なんでも、私の熱が下がったその日から出勤して来ず連絡もなかったそうで、職場から連絡が入った親族の人が様子を見に行ったところ彼女の姿はどこにもなかったそうだ。

 部屋が荒らされた様子はなく、携帯や財布も置きっぱなしだったらしい。

 どうして私がこんなことを知っているかというと、携帯に残っていた通話記録の最後が私とのものだったから警察から話を聞かれたのだ。

 とはいえ、私がその日熱にうなされていた上に実家にいた為、警察から疑われることもなく、A子の行方も結局分からずじまいとなった。

 私はふと、A子から預かっていた茶封筒のことを思い出した。

 あの中には一体何が入っていたのだろうかと母に電話して聞いてみたが、その返事は予想もしなかったものだ。

「封筒の中? 何も入ってなかったわよ」

 そう言われ、私は一瞬言葉を失った。

 そんなはずはない。あの封筒を開けたことはないが、それでも封筒が空かどうかぐらいはわかる。

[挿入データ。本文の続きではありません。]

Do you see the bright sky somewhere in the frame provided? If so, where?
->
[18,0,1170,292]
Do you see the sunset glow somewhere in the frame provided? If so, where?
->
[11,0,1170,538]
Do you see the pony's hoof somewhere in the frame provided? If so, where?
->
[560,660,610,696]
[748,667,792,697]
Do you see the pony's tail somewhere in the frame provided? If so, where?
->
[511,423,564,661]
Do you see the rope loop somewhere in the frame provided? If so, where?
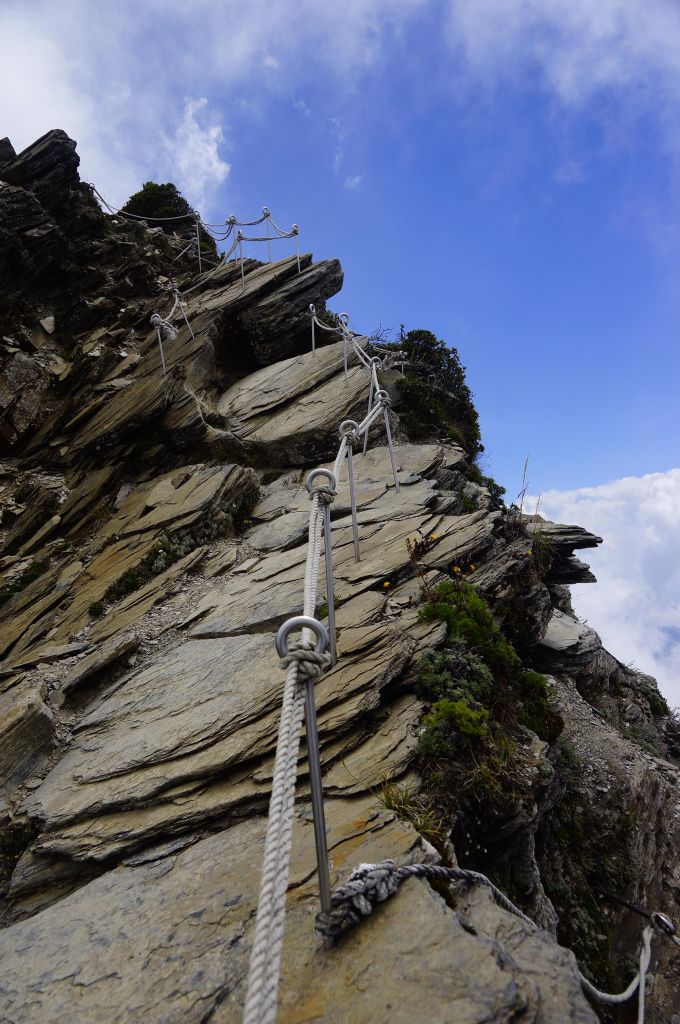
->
[151,313,177,341]
[305,467,338,505]
[338,420,360,447]
[279,640,331,681]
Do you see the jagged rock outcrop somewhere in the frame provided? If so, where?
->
[0,132,680,1024]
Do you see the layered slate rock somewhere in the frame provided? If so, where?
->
[0,132,680,1024]
[0,800,597,1024]
[217,335,378,466]
[537,608,602,674]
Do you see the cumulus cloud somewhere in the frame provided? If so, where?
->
[449,0,680,103]
[344,174,364,190]
[171,96,231,209]
[0,0,424,205]
[526,469,680,707]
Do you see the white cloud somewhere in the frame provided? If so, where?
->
[447,0,680,145]
[170,97,231,210]
[0,0,424,205]
[344,174,364,189]
[525,469,680,707]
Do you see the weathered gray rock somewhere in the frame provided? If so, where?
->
[536,608,602,673]
[0,679,54,786]
[0,800,596,1024]
[0,352,50,452]
[2,128,80,213]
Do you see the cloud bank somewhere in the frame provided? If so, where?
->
[0,0,680,214]
[526,469,680,707]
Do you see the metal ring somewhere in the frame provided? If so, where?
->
[305,468,338,494]
[277,615,331,657]
[651,910,677,935]
[338,420,358,437]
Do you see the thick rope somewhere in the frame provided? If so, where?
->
[314,860,653,1024]
[243,487,335,1024]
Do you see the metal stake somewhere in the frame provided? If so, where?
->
[324,503,338,665]
[156,327,167,377]
[237,231,246,291]
[277,615,331,913]
[304,679,331,913]
[339,420,362,562]
[305,469,338,665]
[196,220,203,273]
[291,224,300,273]
[376,388,399,495]
[262,206,271,263]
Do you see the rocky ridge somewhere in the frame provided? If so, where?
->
[0,131,680,1024]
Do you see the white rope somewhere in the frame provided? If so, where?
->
[243,483,333,1024]
[314,860,653,1024]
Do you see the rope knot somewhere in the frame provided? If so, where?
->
[314,860,401,941]
[279,640,331,681]
[309,483,338,505]
[151,313,177,341]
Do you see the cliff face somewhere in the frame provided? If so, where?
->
[0,131,680,1024]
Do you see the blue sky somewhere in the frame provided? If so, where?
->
[0,0,680,702]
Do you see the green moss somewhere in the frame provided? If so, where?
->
[375,781,445,849]
[416,644,494,703]
[515,672,564,742]
[0,558,49,605]
[0,822,37,879]
[418,699,488,758]
[385,327,483,459]
[420,580,520,674]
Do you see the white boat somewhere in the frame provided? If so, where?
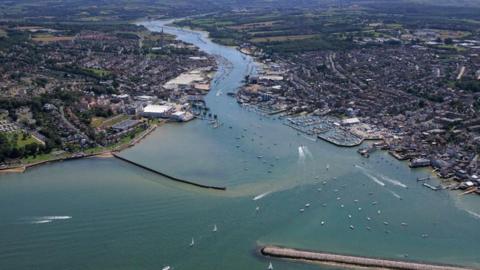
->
[190,237,195,247]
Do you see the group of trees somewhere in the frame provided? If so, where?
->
[0,132,51,162]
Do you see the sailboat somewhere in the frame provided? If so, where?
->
[190,237,195,247]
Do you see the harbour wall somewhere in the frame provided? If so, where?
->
[260,246,473,270]
[112,153,227,191]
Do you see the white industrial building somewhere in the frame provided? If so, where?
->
[141,105,173,118]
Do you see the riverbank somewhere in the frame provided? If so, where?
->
[0,122,164,174]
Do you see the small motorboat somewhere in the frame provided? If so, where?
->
[190,237,195,247]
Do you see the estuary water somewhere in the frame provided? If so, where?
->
[0,21,480,270]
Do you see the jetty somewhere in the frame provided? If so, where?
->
[112,153,227,191]
[261,246,473,270]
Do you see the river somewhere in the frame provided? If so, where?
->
[0,21,480,270]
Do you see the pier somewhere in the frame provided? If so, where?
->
[261,246,472,270]
[112,153,227,191]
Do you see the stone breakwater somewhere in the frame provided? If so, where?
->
[261,246,473,270]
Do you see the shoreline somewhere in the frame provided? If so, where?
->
[0,122,163,175]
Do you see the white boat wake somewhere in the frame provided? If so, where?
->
[380,174,407,188]
[253,191,272,201]
[29,216,72,224]
[355,165,385,187]
[387,189,402,199]
[465,210,480,219]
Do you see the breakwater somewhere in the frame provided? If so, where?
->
[112,153,227,191]
[261,246,471,270]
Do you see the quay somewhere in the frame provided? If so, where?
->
[261,246,472,270]
[112,153,227,191]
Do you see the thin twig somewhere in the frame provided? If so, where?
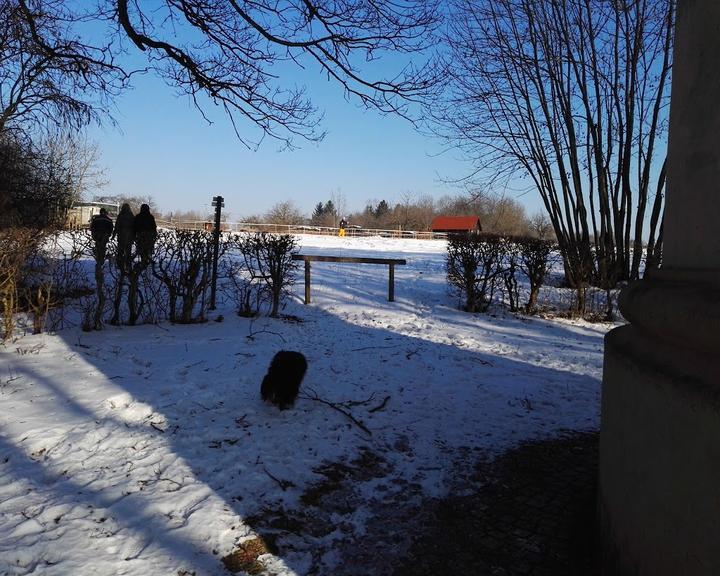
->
[263,466,295,492]
[299,393,372,436]
[368,396,390,412]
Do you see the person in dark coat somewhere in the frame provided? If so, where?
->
[135,204,157,265]
[112,203,135,270]
[90,208,113,263]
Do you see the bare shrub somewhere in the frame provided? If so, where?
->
[446,234,503,312]
[237,232,297,318]
[516,236,555,314]
[0,228,43,341]
[152,230,226,324]
[500,238,520,312]
[220,254,270,318]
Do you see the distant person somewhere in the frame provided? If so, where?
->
[90,208,113,263]
[135,204,157,265]
[112,203,135,270]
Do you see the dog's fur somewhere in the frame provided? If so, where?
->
[260,350,307,410]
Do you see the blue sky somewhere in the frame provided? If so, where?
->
[90,65,544,219]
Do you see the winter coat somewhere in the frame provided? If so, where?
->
[135,204,157,239]
[115,207,135,246]
[90,214,113,241]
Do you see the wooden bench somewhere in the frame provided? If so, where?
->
[292,254,407,304]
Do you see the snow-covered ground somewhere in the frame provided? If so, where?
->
[0,236,610,576]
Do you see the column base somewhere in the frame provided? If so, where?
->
[599,324,720,576]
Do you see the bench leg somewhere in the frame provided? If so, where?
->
[388,264,395,302]
[305,260,310,304]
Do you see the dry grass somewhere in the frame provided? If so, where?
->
[222,537,271,574]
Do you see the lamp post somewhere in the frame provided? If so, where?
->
[210,196,225,310]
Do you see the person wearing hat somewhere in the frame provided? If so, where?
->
[113,203,135,271]
[90,208,114,262]
[135,204,157,265]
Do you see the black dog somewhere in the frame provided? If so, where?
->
[260,350,307,410]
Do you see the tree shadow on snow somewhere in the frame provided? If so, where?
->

 確かにあの封筒の中に何か、紙のようなものが入っている感触があったのだ。

 しかし、母が嘘をつくとも思えず、私は釈然としないままそれを胸に仕舞った。

 そしてそのまま月日は流れ、私は大きな怪我や病気もなく暮らしている。

 あの日、どうしてA子は私に電話してきたのか、何に怯えていたのか、何もわからないままだ。

 A子は未だ、見つかっていない。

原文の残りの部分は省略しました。